GitHub

Documentation

This repository contains the code to the CLARIAH-VL stylometry analysis pipeline.

Installation

Create a new conda environment using conda create -n styloscope python=3.9.18
Activate the environment with conda activate styloscope
Clone the respository: git clone https://github.com/clips/styloscope.git
In this repo's home directory, install requirements with pip3 install -r requirements.txt

Quick start / demo

For a demo of the pipeline, set-up and initialize the config file with python create_config.py using a HuggingFace dataset of your choice (see below), and run python stylo.py.

User Interface

To run the pipeline in a Gradio User Interface, run python app.py to host the UI locally. When running the UI on a remote server, connecting to the host with ssh will allow you to access the interface on your machine through the same url.

Pipeline overview

Set up the config file

In create_config.py, set the input and output parameters:

Input config

input: Full path to the input data

input_format: Format of the input data. Can be either 'csv' for .csv files, or 'zip' for folders that contain .txt files (one per text).

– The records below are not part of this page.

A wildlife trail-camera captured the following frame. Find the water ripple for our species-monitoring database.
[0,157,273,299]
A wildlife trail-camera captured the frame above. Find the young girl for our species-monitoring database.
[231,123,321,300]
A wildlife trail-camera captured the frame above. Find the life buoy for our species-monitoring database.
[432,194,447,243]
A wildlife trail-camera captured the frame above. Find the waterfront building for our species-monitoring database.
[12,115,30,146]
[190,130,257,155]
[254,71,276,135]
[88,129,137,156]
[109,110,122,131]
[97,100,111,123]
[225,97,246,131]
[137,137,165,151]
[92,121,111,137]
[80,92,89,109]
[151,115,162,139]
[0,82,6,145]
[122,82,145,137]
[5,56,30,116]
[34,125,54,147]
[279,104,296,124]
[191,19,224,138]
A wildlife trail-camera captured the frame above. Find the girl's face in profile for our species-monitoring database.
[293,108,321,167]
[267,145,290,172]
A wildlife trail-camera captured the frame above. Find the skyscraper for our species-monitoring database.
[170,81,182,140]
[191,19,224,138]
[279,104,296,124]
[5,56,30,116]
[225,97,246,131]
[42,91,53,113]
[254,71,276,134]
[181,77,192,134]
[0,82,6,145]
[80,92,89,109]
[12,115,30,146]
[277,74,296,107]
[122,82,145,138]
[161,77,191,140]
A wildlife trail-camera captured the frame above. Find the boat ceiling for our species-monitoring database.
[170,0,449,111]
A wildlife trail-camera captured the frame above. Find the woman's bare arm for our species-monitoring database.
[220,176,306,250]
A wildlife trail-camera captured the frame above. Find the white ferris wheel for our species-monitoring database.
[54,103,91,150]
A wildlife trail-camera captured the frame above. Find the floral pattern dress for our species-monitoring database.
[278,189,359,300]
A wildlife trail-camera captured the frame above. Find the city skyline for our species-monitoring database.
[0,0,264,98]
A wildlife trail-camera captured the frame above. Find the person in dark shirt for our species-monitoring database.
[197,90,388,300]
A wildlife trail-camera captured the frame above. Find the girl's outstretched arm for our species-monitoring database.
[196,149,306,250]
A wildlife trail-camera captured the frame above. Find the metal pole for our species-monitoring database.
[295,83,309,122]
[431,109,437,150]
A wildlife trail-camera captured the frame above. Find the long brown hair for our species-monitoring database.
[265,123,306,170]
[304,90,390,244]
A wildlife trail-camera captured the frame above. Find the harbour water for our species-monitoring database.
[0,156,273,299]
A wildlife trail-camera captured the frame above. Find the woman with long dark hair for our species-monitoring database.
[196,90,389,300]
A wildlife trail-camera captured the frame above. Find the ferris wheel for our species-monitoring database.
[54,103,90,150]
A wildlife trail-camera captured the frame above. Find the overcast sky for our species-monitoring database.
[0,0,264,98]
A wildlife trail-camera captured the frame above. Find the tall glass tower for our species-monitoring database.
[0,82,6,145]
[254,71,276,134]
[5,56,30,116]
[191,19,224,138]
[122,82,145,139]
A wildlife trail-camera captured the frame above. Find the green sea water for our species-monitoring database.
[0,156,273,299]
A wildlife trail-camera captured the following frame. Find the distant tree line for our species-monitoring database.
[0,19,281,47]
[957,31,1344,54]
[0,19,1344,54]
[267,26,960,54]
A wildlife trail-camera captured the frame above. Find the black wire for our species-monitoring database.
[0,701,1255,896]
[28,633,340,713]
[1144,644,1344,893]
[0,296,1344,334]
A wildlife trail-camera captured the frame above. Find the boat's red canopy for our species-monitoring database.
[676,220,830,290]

text_column: Only relevant if 'input_format' is 'csv'. Refers to the name of the column that contains the text data, default is 'text'.

delimiter: Only relevant if 'input_format' is 'csv'. Refers to the column delimiter, default is ','.

language: language of the input data. Default is 'Dutch', other valid options are 'English', 'French', 'German'

readability metric: Refers to the metric used to compute readability. Default is 'RIX', other valid options are 'ARI', 'ColemanLiau', 'Flesch', 'FOG', 'Kincaid', 'LIX', 'SMOG'.

lexical diversity metric: Refers to the metric used to compute lexical diversity. Default is "STTR", other valid options are 'TTR', 'RTTR', 'CTTR', 'Herdan', 'Summer', 'Dugast', 'Maas'.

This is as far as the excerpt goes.